3. Searched on Google and investigated all relevant listings for MS Photo Editor 3.01. One identical problem, crash upon printing, on computing.net, reported in 2005, did not get any replies. 

4. The second closest Google listing was from Microsoft "Reinstalling Graphic Import Filters using the Office 97 Setup" (KB 162784, Last Review: October 6, 2003, Revision: 2.0). Renamed the jpegim32.flt file and reinstalled PhotoEd from Office 2000 CD. Problem remained.

5. The third closet listing was also from Microsoft, "Description of the Office 2003 post-Service Pack 2 hot fix package: October 23, 2006" (KB 927138, Last Review : September 11, 2007, Revision : 1.2). It mentioned solving some PhotoEd viewing issues with updating several graphic import filters, although none pertained to jpeg files. It also stated the soon-to-be-released Office SP3 would include these hot fixes and advised to wait for the release. 

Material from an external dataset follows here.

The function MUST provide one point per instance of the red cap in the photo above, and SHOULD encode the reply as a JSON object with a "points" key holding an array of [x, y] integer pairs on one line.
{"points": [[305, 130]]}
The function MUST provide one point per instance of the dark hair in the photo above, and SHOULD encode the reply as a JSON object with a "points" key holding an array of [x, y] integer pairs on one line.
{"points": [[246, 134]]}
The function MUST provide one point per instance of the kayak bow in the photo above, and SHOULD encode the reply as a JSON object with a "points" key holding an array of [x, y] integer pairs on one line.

Since my printing problem appeared to occur with all graphic file types, this KB article may be somewhat relevant. I believe Office SP3 has just been released but wanted to learn more about the implication of its installation before proceeding.

My analysis attempts and questions:

Before trying out solution 4, I renamed the existing jpeg import filter, jpegim32.flt, as jpegim32.old. Reinstallation pulled another copy from the Office 2000 CD. Now I know of three copies of jpegim32.flt with varying properties. I am listing them below in case the info is useful.

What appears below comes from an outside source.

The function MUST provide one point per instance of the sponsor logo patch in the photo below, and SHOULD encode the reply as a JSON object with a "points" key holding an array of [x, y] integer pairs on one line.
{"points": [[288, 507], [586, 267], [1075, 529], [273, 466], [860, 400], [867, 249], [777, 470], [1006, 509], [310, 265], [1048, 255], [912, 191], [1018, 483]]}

Copy 1: Originally installed, 160 KB, Ver. 2003.1100.5510.0, created 4/29/04, renamed jpegim.old, 10/6/07

Copy 2: Reinstalled from Office 2000 CD, 272 KB, Ver. 98.8.18.0 (98110900), created 4/29/04, modified 12/7/98

Copy 3: On a back-up CD of a former laptop (decommissioned March 2006) with functional Win 2000, Office 2000, and Photo Editor 3.01, 272KB, Ver. 98.8.18.0 (98110900), backed up 3/10/06.

Obviously copy 1 used to work along side Office 2003 with Win XP on the new laptop, and copy 2, (most likely identical to copy 3) used to work within Office 2000 on Win 2000. I do not know if copy 2/3 is supposed to work with Office 2003 on Win XP. In any case, the rotation operation must have destabilized some part of the PhotoEd program to the degree that printing does not work. Graphic import filter(s) may or may not be relevant. My analysis has not been productive so far. In addition, the following begs for answers:

1. Are there relevant export (to printing) controlling files, or drivers? 

2. Why is rotation by any angles other than multiples of 90 degrees so problematic in PhotoEd? (It has happened on my old W2K laptop once before and recovered after reinstallation.) 

3. Could there be any conflicts between PhotoEd and Picture Manager or Windows Picture and Fax Viewer? Both of two Office 2003 tools have a circuitous printing setup process.

My requests:

I can probably get by without rotation by degrees. However, printing is a must for the work in my solo practice. I hope the experts at Microsoft can point the way to a full recovery of PhotoEd, if not, then at least get me to printing. 

Many thanks in advance!

nipohc


----------